И это было всё. Он не сказал «молодцы», не сказал «герои», не сказал ничего, что говорят на площадке начальники, приехавшие на час. Он сказал, сколько, и что остаётся нашим, и спасибо. И повернулся, и пошёл к своей палатке, — к своей линии, — и на полпути остановился и добавил, не оборачиваясь:
— И Князев. Довольствие — на сорок шесть, на неделю, я подписал. Сходи.
— Уже иду, товарищ майор, — сказал Князь. Он уже шёл.
А потом было то, что бывает, когда сорок шесть человек слышат, что их не разбирают по частям, — и это была не тишина и не «ура». Это был шум: Артист начал рассказывать, — сразу, с середины, про «фанеру», — и Дрозд сказал «сначала», и Артист начал сначала; Руденко сказал «так» — своё единственное, — и сел на броню; Мелехин с Устиновым о чём-то заспорили, и я услышал «поёт», и понял, что это надолго; Селиванов пошёл к гусеницам, потому что двадцать шесть километров — это гусеницы; Исаев стоял у стойки и не улыбался, — он не умел, — но и не уходил, что у него значило то же самое; и Профессор, с чернилами, которые он так и не отмыл, стоял и смотрел на чужой ряд, на семь, и сказал мне негромко:
— Что здесь есть: семь машин, сданы. Одиннадцать человек, сданы. Восемь наших, оставлены. Это — не вывод. Это — перечень. — Он помолчал. — Вывод я всё-таки сделаю, один раз. Мы это сделали.
— Это вывод, — сказал я.
— Знаю. Один раз — можно.
А Дед был не с нами. Дед был у большой будки, — у чужой, у сданной, у стоящей в чужом ряду, — с Лапиным, который принял большую, — и они стояли у открытой задней двери, и Дед показывал. Я подошёл, — не мешая, — и слушал.

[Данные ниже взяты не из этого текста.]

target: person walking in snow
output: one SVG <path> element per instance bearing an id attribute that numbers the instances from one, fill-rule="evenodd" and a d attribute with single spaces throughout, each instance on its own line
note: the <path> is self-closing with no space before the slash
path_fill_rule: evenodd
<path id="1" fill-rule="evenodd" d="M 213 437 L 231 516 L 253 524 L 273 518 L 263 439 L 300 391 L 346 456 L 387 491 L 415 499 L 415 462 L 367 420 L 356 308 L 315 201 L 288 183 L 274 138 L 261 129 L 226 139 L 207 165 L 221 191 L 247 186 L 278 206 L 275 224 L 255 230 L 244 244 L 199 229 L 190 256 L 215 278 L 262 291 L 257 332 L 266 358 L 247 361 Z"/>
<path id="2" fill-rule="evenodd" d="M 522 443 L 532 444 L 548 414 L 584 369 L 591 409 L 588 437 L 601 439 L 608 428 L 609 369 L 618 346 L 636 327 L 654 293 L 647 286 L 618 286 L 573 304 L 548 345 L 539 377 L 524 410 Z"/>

— Верстак — откидной. Вот петли. Вот упор, — не бросай, ставь на упор, иначе на ходу упадёт на тиски и погнёт. Тиски — стационарные, губки — целые, я смотрел, — не зажимай в них калёное без прокладки, испортишь губки, а таких тебе не дадут. Полки — с бортиками; бортики — на что? — Он посмотрел на водителя.
— Чтобы не сыпалось на ходу.
— Чтобы не сыпалось на ходу. Ящики — выдвижные, вот, с ручками, — но без стопора: на подъёме выедут, если не закрыть. Закрывай. Свет — плафон, вот, — работает от машины, я проверил, — не жги зря, аккумулятор у неё не бесконечный. Дверь — на два запора, вот и вот, — второй туго идёт, я бы смазал, но она — не моя. Твоя. Смажь.

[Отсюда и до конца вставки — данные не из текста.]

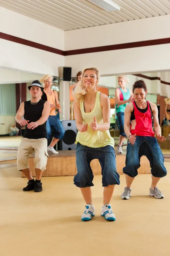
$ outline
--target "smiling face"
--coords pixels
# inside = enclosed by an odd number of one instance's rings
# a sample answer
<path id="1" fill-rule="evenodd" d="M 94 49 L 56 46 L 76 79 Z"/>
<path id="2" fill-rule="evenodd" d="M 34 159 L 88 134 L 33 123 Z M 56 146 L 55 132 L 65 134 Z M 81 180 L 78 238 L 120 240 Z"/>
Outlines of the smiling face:
<path id="1" fill-rule="evenodd" d="M 80 75 L 80 76 L 78 76 L 78 81 L 82 81 L 82 75 Z"/>
<path id="2" fill-rule="evenodd" d="M 136 88 L 133 94 L 136 102 L 144 103 L 147 94 L 147 90 L 145 91 L 143 88 Z"/>
<path id="3" fill-rule="evenodd" d="M 119 86 L 121 88 L 125 87 L 127 81 L 126 81 L 126 79 L 123 78 L 122 77 L 120 77 L 118 78 Z"/>
<path id="4" fill-rule="evenodd" d="M 88 70 L 84 73 L 82 78 L 84 86 L 88 89 L 93 89 L 97 84 L 98 81 L 95 70 Z"/>
<path id="5" fill-rule="evenodd" d="M 36 85 L 31 86 L 30 90 L 30 93 L 31 98 L 34 99 L 39 98 L 42 95 L 41 89 Z"/>
<path id="6" fill-rule="evenodd" d="M 47 79 L 47 80 L 45 81 L 44 82 L 44 88 L 45 89 L 48 89 L 51 88 L 52 83 L 53 82 L 53 80 L 52 80 L 52 79 L 51 77 L 49 77 L 48 79 Z"/>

— Смажу, — сказал водитель. — А что здесь делать можно? Что нельзя?
— Можно — всё ручное: снять, поставить, притереть, подогнать. Нельзя — точить, сверлить крупное, варить: нет ничего, что крутит, кроме твоих рук. Это — не станок. Это — руки на колёсах. Если кто скажет «давай выточим» — говори «нет, вези в парк». Иначе испортишь и деталь, и место. — Дед закрыл дверь, — аккуратно, как утром, — и положил на неё ладонь. — Она хорошая. Её собирали люди, которые понимали. Она не виновата, что они уехали.
— Не виновата, — согласился водитель, и я понял, что Дед выбрал ему правильно: не потому, что тот всё запомнил, а потому, что не спорил с вещью.
— Григорий, — сказал я, когда водитель ушёл к своим. — Ты её отдал.
— Я её показал, — сказал Дед. — Отдавать мне было нечего: она не моя. — Он посмотрел на чужой ряд. — Мне что надо было? Чтобы она поехала работать, а не стояла. Она поедет. Он смажет запор. — И повернулся к нашему ряду, к нашей будке, — маленькой, хуже, нашей, — и сказал: — А эта — моя. Утром — масло, я её сегодня носом под уклон не ставил, но всё равно посмотрю.
— Ты её и в парке носом под уклон не поставишь.
— Не поставлю, — сказал Дед. — Я — нет. Я слежу, чтобы другие не ставили.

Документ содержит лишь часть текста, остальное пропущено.